Segundo especialistas da língua, a popularização destes recursos deram um grande impulso na formação de uma nova literacia na escrita entre os adolescentes nos últimos anos. Sem falar no popular hobbie da foto ou filmagem celular, gerador de concursos de fotografias digitais obtidas através de câmeras de celulares e de processos e protestos de fama internacional pela divulgação indevida de imagens de modelos brasileiras em cenas tórridas em praias da Espanha ou ditadores executados no Iraque. E viva a propagação de sites que divulgam vídeos caseiros!
Mas mesmo assim a tecnologia consegue superar a si própria, ou então é a própria sociedade que, vendo-se encurralada pelas máquinas, como no filme Matrix, decide de vez em quando que está na hora de retornar velhos valores e desfrutar da nova condição com alguma dignidade.
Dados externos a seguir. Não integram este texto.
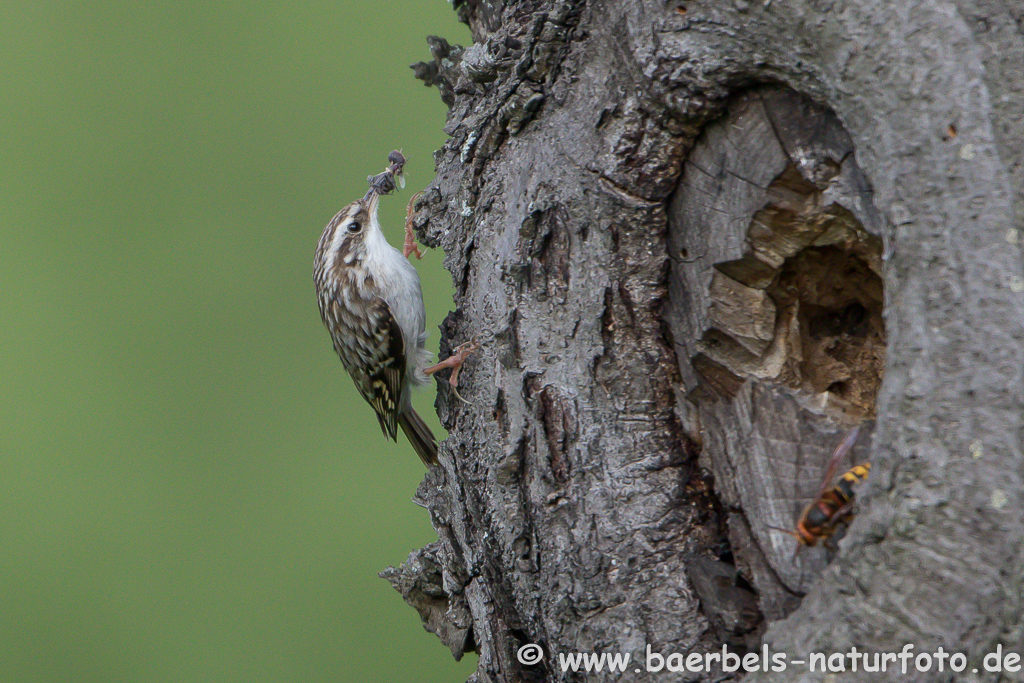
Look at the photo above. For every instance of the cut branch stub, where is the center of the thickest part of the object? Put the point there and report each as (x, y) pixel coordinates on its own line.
(776, 305)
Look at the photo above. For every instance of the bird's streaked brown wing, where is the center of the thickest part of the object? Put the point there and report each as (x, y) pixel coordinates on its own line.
(386, 373)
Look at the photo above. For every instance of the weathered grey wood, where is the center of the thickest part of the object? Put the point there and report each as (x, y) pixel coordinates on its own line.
(571, 507)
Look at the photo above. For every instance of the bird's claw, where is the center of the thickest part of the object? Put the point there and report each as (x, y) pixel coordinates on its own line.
(455, 361)
(410, 247)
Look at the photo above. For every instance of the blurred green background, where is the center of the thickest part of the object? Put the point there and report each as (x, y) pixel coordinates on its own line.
(192, 489)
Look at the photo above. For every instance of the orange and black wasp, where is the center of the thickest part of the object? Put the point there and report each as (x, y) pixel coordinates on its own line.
(833, 506)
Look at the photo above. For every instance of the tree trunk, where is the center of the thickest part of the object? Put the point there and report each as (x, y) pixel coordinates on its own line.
(700, 242)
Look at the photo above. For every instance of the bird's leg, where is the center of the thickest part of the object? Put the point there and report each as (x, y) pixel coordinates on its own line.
(455, 361)
(410, 246)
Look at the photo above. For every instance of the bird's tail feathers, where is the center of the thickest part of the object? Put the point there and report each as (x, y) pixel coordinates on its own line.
(419, 435)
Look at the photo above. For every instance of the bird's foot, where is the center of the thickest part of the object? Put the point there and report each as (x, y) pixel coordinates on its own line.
(462, 352)
(410, 246)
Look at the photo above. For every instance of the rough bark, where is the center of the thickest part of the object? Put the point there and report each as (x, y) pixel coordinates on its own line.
(700, 241)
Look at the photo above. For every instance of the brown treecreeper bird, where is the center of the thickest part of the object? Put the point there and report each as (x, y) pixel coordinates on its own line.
(371, 302)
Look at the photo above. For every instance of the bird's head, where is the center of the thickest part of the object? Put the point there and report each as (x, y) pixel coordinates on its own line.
(345, 239)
É neste momento então que, após anos de submissão ao ritmo louco do trabalho das 9 às 6, quando muitos tentavam fazer o tempo passar mais depressa ouvindo música no toca-fitas a caminho do trabalho, alguns decidem que é hora de esquecer o tempo. Levar tudo a um ritmo mais calmo. Ouvir música sim, mas só para relaxar, sozinho... Mas, para que ficar sozinho, quando você pode estar cercado dos amigos, e ainda assim apreciar a sua privacidade? De uns tempos para cá, por exemplo, alguns jovens universitários britânicos decidiram que era uma boa idéia levar o seu I-Pod colorido, provavelmente a única marca ou modelo de tocador de MP3 permitido em tais rituais, para uma pista de danças, com a memória de vários megabites cheia com as suas músicas preferidas.
As Silent Disco, como são conhecidas, que são uma espécie de sinal dos tempos, já também podiam ser representadas por outro «clássico» do início desta década entre estudantes universitários no Brasil: um apartamento divido por vários estudantes, cada qual com o seu computador no seu quarto, batendo papo pelo Messenger com os familiares que estão longe até que alguém se lembra de encomendar uma pizza... falando com os colegas de apartamento pelo próprio Messenger e fazendo a encomenda pela Internet!